Recruiters Repeatedly Ignoring

Curious to hear what everyone would do in this position. I am currently looking around for internship opportunities, with no specific plan in mind. I found a role that I am interested in here at a bank in the Netherlands and reached out to the recruiters to learn more.


I initially emailed, with a very small cover letter and CV on March 12th, and received a reply one week later asking me to send an email to a colleague, who was cc'd. I should include here for context - I was very much just putting out feelers, and at the time still doing another internship, so I did not respond to this for a month. I figured, at least for a while, that the other recruiter would see my email in the thread due to being cc'd, and follow up - but that never happened. 


On April 12th, I sent a new email to the correct recruiter, which went unnoticed. A follow-up on May 4th, just the same. I managed to get a WhatsApp number from a page on the bank's website, and although I haven't called, I have sent two messages that were seen but also ignored. Finally, one week ago, I responded to the initial recruiter asking for another contact, shockingly, still waiting for a response.


All messages were polite, so I can't imagine it's spiteful. I don't mind the rejection, perhaps my profile just isn't the right fit right now - but a response is a small courtesy, allowing me to then move on to focus on other positions. 


Has anyone been in this position before, what did you do? My concern is that should I give up prior to being informed of a rejection reason - I am giving up what could potentially be a large opportunity, all because of a small interaction with just two people.

 
Most Helpful

I think the advice here is to move on - the role was likely filled by the time you responded (one month later), or you weren't the right candidate. Recruiters care about recruiters and getting paid - if you were right, they'd have acted. It isn't nice for them to not respond, or professional, but it's very common, especially at the junior level. Don't pester them and risk being remembered in a bad light.

As a bit of "tough love" advice, it was neither polite of you to ignore their message for a month, whatever the reason. I know internships can be busy, but it does indicate a lack of interest on your part (or it might make the recruiter think you're playing "hard to get", which will only antagonise them), which might have been a red flag. I'd always suggest to reply promptly and make their lives easy.

Good luck finding other roles!

 

Literally no one will give you a reason for rejection. It's a legal issue so you don't sue.

You were dinged because you took a MONTH to respond to the recruiter, this isn't rocket science here. 24 hours is acceptable, 48 hours if you must - if you come back a month later you are getting deleted.

Seriously stop reaching out, it's creepy at this point. Also most jobs you will never hear back from so if they don't respond after maybe 2 follow ups, just move on. 

 

Thanks for your response. I think the crucial point here is that all information was included in the original email, which the second recruiter would also have seen. As such, being relatively impartial to the outcome, I felt I had fulfilled my duties as an applicant. I agree that the timeline was perhaps a little extended in hindsight, but I'm interested to hear why you think I'm entirely at fault given these circumstances.

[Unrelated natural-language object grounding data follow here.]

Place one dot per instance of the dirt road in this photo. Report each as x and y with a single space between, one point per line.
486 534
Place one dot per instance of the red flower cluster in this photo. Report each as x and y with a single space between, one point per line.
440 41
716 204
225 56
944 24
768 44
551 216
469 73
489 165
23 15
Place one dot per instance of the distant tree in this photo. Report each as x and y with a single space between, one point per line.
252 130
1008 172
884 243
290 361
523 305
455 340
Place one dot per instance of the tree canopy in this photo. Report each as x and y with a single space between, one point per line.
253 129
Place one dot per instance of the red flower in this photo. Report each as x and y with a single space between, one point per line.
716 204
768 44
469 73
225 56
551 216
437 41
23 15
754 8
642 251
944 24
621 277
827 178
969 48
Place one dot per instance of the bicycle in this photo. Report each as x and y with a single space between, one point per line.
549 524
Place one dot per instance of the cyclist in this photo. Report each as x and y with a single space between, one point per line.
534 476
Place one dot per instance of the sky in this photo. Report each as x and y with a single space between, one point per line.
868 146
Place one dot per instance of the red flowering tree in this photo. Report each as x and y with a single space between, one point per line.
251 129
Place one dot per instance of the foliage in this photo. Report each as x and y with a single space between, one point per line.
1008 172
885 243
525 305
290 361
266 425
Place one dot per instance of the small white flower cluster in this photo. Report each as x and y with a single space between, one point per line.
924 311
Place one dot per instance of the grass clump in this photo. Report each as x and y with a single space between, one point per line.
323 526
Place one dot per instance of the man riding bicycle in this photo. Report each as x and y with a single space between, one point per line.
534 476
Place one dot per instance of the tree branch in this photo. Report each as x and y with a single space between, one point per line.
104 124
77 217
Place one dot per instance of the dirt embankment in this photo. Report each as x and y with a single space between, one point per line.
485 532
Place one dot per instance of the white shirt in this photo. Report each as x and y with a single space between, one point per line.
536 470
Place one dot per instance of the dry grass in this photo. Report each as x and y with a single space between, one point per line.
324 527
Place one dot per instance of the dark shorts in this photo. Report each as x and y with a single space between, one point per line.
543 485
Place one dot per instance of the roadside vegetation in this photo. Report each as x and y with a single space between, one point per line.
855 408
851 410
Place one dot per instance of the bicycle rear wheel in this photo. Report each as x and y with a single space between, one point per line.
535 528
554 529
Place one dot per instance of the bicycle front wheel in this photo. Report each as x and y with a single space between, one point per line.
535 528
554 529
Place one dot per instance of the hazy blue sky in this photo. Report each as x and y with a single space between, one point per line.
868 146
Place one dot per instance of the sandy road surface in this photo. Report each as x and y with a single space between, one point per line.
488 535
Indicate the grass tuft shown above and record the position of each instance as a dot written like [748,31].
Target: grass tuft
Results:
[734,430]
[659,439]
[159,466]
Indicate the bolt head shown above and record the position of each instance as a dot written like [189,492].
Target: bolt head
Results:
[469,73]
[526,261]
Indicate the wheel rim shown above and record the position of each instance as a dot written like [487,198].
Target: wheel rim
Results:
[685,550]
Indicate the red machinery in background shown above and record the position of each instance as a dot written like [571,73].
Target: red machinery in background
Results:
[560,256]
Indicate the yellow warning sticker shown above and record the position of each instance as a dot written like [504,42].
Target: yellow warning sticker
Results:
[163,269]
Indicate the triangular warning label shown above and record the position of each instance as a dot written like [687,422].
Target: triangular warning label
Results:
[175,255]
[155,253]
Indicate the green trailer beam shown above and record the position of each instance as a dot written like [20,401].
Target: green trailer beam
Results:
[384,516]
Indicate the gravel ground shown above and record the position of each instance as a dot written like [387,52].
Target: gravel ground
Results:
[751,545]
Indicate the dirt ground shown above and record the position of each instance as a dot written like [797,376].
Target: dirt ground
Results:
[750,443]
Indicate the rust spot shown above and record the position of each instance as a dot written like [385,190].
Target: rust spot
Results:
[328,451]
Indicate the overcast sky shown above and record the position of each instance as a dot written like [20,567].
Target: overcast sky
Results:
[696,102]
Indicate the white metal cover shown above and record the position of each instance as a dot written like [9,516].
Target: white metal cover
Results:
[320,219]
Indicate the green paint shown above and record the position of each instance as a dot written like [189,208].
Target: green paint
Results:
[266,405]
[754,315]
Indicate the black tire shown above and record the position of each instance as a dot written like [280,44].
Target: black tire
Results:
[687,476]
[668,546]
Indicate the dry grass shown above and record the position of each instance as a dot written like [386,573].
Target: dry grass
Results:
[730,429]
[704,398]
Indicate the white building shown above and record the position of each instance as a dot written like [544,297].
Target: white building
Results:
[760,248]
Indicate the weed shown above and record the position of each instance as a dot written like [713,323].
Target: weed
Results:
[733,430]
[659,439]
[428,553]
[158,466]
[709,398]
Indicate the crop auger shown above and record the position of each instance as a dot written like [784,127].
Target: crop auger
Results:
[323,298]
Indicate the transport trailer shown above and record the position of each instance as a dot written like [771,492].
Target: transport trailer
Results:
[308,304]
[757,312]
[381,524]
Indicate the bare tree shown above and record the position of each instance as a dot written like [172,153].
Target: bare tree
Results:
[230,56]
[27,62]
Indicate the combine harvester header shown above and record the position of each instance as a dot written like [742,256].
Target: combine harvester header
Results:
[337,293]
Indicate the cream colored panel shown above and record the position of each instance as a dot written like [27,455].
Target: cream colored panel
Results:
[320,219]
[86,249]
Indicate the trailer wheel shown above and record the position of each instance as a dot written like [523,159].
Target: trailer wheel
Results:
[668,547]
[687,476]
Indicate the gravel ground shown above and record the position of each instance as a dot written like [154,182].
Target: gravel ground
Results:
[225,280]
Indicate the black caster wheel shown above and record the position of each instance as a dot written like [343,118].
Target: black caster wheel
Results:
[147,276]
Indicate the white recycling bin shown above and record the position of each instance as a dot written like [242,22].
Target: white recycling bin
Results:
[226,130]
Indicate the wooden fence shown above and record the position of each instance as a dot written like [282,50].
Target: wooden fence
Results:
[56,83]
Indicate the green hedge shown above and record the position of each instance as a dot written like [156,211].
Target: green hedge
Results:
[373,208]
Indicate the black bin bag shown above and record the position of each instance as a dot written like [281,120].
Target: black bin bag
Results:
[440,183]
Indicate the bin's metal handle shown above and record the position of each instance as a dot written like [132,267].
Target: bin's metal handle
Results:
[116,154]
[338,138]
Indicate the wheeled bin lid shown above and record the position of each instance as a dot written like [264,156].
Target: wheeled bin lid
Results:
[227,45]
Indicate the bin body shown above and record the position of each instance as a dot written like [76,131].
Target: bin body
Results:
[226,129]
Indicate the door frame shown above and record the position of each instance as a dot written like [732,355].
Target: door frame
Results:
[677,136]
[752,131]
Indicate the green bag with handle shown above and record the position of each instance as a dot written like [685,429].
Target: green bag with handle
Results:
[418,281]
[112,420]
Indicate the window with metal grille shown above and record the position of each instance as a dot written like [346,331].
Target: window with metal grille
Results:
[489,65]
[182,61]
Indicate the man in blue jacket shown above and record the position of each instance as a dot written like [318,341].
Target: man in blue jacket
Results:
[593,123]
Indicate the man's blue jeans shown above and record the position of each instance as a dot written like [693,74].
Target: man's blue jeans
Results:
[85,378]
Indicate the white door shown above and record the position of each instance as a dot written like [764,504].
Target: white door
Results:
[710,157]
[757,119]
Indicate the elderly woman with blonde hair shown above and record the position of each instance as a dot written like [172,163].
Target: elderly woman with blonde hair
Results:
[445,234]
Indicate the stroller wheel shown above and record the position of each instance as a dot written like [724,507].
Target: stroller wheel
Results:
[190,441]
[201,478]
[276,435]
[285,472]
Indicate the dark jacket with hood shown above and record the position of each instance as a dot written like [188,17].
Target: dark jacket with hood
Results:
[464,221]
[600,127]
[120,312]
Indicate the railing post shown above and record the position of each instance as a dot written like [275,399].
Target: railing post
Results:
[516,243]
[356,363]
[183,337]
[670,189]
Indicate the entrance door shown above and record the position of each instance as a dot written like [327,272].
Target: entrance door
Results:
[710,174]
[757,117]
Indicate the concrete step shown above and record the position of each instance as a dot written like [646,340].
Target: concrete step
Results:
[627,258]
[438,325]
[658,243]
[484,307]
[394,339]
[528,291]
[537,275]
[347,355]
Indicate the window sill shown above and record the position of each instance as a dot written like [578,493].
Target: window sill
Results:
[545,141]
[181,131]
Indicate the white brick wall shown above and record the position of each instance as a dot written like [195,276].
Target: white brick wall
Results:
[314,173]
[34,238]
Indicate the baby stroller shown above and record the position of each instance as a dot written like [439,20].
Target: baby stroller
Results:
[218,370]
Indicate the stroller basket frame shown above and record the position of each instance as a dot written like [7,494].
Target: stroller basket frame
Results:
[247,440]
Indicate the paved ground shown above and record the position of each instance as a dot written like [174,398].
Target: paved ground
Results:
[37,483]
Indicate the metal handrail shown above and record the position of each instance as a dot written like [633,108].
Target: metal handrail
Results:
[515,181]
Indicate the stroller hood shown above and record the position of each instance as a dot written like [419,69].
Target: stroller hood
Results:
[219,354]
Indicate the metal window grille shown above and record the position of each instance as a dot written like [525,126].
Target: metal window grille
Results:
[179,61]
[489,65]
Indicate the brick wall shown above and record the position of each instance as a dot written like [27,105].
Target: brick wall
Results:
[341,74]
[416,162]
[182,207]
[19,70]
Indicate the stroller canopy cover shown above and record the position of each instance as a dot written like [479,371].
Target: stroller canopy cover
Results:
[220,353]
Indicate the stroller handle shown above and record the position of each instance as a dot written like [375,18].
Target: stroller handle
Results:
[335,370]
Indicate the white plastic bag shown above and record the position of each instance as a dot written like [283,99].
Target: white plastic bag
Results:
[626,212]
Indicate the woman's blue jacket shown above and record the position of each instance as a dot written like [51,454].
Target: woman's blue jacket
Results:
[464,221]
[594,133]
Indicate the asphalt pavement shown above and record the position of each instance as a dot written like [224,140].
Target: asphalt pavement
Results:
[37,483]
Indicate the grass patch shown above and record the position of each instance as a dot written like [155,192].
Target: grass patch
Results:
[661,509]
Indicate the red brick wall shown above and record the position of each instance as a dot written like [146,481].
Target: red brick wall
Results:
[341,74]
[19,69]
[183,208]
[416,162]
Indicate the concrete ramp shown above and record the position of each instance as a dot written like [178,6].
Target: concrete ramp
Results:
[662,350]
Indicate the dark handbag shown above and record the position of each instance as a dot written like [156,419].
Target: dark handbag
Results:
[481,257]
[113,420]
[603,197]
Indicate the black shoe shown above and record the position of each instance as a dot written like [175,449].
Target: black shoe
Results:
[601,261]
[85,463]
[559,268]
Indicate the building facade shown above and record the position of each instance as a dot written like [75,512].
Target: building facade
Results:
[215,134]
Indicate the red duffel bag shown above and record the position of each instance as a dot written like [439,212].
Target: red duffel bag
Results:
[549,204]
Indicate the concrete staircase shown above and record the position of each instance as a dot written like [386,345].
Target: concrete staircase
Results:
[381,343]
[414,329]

Would you ignore an email in your inbox just because you were cc'd and not directly mailed? I wouldn't

 

Recruiters are busy and they have literally hundreds of candidates to deal with. The month to reply thing is a total dealbreaker - when there are 50 candidates who respond to emails within the hour, as a college student (or early career) you are just giving them easy reasons to ding you at that point.

As for not responding, your resume was probably not quite what they were looking for and she's not going to type out a long rejection on the spot.

Also I'm not clear if you CCed her initially or if the other recruiter added her, but either way, the onus is on you as a prospective candidate to reach out. These are not executive recruiters looking for a CEO and you're some exceptionally qualified person. You are someone with no to little full-time experience trying to get them to give you a job, it's on you.

I maintain that you're at fault with this one - but hey, lots of learning to take away from this. Be responsive to a fault, be proactive if someone gives you a person to reach out to, and don't follow up excessively/on multiple platforms as that's standing out in a very bad way. There are plenty of other jobs out there and you can apply some of this to your next recruiting process

 

Food for thought, recruiters are your best friend if they think they can make money off you. And they talk. You're gonna get ghosted, a lot, especially in this market. You piss one off, it can carry to others... it's like every few years someone's ridiculous cover letter makes waves around every bank on the street.

Hard not to take personally, but humbling when you realize how many phenomenal candidates there are. I'd suggest answering sooner, and if they don't answer a follow up email, drop it.